The irreducible epistemic atoms underlying the curriculum. 4,828 atoms across 8 types and 2 molecules
For sleep agents, set a hard time-based trigger (like 9:30 PM) rather than a subjective state trigger (like 'when I feel tired'), because fatigued brains systematically misjudge their own tiredness.
For stress management agents, use physiological signals (chest tightening, jaw clenching, shallow breathing) as triggers rather than cognitive assessments ('when I feel stressed'), because stress impairs the self-assessment capacity needed to recognize stress.
Design triggers using the camera test: if a video camera could not detect the exact moment the trigger fires, the trigger is too vague to fire reliably and must be replaced with an observable event.
When a trigger depends on detecting an internal state, classify it as high-risk and either replace it with an external observable event or invest in deliberate interoceptive calibration before trusting it operationally.
Place environmental trigger objects at eye level or in the direct path of existing routines rather than in convenient storage locations, maximizing visibility over proximity.
Protect the first five consecutive executions of any new time-based trigger as non-negotiable, treating early repetitions as infrastructure investment that determines whether the trigger becomes automatic or dies silently.
Stack temporal triggers with spatial and state anchors (specific time plus specific location plus specific preceding action) to create redundant activation pathways that survive if any single trigger component fails.
When an environmental trigger requires daily resetting or maintenance to remain visible, replace it with a static persistent cue that survives without intervention, because maintenance costs compound and cause trigger decay.
When designing emotional trigger agents, ensure the action is executable within the emotional state itself rather than requiring the emotion to already be regulated.
Start behavioral triggers with a more conservative threshold than feels right, aiming for 3-5 activations per day rather than 30, to build trust through relevance before expanding sensitivity.
Log each trigger firing for one week as true positive or false positive, then adjust the threshold only after accumulating empirical data rather than based on single instances.
Add qualifying guard clauses to behavioral triggers when false positives exceed 30% of total activations, inserting context checks that must pass before the main action executes.
Match the number of qualifying conditions to the cost of false positives—use minimal guards for low-cost triggers and multiple defensive checks for high-consequence triggers.
When a trigger consistently fails to fire, increase its signal strength through modality shift, physical obstruction, temporal isolation, implementation intentions, or redundant cueing rather than attempting to 'remember better.'
Position physical trigger cues at the exact decision fork where competing behaviors diverge, not merely in the same room, because triggers must intercept choice at the moment it occurs.
Audit your actual movement patterns through physical space before placing any environmental triggers, because triggers placed on aspirational paths rather than real paths will never fire.
For each digital trigger, encode the complete action protocol in the notification text itself ('Daily Review — 3 wins, 1 lesson, tomorrow's top 3') rather than generic labels, to eliminate decision-making at activation.
When a trigger has not fired successfully in one week despite being needed, redesign it immediately by changing at least one of: salience, timing, modality, or context specificity.
Set your trigger signal-to-noise ratio threshold at 80% actionability minimum — remove any trigger that produces action fewer than 80% of times it fires.
Conduct monthly trigger audits by evaluating each trigger against four questions: Is it still firing?
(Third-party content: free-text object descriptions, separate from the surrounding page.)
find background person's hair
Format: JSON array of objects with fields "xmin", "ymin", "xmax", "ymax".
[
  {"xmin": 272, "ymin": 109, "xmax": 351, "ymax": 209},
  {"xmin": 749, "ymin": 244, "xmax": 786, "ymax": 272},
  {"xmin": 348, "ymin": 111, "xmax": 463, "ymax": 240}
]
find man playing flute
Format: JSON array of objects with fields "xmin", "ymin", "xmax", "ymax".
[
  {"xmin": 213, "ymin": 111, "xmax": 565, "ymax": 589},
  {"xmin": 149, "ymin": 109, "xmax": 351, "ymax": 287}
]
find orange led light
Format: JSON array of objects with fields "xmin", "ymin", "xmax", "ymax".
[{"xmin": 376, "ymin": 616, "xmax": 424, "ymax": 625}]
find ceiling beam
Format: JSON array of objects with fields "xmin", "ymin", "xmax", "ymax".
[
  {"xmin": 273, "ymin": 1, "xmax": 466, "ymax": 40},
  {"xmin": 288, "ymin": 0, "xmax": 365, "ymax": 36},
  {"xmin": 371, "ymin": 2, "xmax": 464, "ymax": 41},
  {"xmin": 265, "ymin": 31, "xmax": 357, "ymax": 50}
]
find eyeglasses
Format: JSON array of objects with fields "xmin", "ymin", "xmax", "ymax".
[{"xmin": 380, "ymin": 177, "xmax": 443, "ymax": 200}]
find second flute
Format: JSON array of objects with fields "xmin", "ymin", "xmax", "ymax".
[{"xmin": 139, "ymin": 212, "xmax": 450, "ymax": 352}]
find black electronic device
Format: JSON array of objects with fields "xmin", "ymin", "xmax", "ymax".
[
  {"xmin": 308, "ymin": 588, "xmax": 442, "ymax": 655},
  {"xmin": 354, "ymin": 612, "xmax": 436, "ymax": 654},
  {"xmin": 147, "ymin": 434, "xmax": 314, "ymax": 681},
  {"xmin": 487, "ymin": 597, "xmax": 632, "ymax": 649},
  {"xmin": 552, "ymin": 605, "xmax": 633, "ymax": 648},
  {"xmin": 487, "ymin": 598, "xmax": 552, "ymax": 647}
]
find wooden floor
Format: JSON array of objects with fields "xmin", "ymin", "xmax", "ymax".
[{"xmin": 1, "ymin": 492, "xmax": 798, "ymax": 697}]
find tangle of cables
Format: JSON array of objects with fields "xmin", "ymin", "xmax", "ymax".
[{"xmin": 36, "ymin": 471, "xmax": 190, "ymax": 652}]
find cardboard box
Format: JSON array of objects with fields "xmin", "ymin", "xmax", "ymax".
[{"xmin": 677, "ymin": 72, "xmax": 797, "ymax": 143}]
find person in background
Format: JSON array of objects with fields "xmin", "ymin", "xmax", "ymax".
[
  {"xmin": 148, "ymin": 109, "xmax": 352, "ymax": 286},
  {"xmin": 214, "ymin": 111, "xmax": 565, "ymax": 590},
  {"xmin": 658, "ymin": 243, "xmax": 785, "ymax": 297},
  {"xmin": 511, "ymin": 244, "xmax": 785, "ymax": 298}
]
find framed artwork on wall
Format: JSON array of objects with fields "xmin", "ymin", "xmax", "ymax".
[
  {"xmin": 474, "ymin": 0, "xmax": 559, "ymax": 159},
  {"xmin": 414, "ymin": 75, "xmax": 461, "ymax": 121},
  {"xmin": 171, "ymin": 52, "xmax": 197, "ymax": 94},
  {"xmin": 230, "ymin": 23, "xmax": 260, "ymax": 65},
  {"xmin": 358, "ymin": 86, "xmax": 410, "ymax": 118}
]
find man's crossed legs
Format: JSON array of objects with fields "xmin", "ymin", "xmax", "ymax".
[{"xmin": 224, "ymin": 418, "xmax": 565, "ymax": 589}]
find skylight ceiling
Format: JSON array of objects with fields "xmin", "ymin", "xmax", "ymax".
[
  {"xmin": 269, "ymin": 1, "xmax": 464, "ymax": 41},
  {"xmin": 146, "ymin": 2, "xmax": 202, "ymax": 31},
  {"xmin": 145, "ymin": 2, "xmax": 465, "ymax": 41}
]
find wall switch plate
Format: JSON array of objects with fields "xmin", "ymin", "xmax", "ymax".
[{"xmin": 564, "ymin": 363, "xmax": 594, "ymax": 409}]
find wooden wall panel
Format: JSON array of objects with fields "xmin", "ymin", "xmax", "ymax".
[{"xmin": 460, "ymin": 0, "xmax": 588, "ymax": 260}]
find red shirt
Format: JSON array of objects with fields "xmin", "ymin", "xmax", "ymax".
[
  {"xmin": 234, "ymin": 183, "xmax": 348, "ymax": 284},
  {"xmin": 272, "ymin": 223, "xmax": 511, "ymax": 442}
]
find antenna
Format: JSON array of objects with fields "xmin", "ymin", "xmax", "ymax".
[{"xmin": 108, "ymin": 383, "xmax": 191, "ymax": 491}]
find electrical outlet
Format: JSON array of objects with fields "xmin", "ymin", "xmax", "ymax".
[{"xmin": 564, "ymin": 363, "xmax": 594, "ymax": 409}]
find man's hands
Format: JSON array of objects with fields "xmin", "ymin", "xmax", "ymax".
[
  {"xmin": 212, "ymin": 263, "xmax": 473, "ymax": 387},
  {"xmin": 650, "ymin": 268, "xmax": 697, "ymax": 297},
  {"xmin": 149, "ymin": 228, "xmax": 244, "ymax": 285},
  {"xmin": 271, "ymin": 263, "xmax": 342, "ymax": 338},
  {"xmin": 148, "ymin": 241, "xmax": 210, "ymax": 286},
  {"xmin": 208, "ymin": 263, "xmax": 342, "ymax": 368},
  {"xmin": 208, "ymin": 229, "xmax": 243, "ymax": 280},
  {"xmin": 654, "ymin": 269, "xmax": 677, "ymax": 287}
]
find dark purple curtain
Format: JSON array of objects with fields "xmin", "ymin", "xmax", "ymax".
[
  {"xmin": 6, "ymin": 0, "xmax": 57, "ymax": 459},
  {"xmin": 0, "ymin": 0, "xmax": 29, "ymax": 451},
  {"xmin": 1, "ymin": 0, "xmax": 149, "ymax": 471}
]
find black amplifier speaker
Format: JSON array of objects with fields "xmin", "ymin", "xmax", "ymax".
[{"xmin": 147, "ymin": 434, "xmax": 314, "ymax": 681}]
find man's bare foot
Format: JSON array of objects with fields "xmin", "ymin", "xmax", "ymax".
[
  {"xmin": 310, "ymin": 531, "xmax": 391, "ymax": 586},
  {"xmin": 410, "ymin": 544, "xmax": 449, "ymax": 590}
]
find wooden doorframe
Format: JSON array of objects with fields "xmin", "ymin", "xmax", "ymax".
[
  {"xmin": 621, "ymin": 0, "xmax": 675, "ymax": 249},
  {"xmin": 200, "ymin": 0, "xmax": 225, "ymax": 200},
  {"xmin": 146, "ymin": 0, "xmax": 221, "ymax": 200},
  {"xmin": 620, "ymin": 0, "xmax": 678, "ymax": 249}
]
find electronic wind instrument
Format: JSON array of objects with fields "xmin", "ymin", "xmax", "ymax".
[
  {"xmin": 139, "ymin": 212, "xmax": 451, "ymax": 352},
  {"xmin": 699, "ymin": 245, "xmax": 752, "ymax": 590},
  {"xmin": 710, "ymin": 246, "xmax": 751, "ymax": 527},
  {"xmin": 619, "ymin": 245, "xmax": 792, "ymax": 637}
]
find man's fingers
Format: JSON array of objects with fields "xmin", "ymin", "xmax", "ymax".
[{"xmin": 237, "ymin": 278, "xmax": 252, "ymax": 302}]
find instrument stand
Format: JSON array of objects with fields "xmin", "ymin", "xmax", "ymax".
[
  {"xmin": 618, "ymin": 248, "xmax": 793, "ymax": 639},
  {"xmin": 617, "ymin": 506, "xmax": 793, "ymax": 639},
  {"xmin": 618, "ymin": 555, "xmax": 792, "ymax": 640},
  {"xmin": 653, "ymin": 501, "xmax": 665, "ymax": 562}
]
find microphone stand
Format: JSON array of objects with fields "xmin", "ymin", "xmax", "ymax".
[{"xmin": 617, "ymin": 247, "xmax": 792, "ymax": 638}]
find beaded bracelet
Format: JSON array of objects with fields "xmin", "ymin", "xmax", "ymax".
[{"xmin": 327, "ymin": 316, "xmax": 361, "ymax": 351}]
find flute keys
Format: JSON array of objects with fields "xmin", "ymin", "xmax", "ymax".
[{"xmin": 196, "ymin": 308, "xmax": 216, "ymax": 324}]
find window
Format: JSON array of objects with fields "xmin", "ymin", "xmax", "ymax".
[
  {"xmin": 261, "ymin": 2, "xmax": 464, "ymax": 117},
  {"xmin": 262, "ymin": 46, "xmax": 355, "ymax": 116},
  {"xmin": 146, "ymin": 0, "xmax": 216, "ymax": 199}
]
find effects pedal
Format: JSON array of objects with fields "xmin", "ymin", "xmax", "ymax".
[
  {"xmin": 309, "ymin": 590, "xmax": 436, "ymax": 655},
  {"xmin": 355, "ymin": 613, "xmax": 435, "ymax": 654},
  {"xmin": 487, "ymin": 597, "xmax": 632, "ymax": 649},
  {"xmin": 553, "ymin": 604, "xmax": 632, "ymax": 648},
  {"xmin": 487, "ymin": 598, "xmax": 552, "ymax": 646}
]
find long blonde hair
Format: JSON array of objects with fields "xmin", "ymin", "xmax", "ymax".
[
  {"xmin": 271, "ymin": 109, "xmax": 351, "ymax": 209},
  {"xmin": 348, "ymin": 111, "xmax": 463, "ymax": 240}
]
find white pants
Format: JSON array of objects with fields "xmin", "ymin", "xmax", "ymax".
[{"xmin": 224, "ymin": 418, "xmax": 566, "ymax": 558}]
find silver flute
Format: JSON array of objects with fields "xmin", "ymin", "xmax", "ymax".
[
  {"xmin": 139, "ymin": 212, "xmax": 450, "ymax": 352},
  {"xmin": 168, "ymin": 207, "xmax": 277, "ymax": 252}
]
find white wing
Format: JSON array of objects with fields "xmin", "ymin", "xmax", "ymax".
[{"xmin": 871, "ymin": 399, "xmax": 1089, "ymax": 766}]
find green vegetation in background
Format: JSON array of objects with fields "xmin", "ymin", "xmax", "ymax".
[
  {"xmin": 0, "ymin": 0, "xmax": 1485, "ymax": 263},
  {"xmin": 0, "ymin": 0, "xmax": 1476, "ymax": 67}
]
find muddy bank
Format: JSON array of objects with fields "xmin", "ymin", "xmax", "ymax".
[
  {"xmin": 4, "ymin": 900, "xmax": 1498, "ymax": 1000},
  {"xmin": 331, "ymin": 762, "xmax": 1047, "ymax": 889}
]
Do you respond when it fires? Is the behavior still relevant? Is calibration still correct?
Design triggers to work at your minimum cognitive state (tired, distracted, depleted) rather than your maximum state, because triggers must function when you need them most.
Position triggers at transition moments between contexts rather than within stable contexts, as transitions are perceptually distinct and represent natural decision points.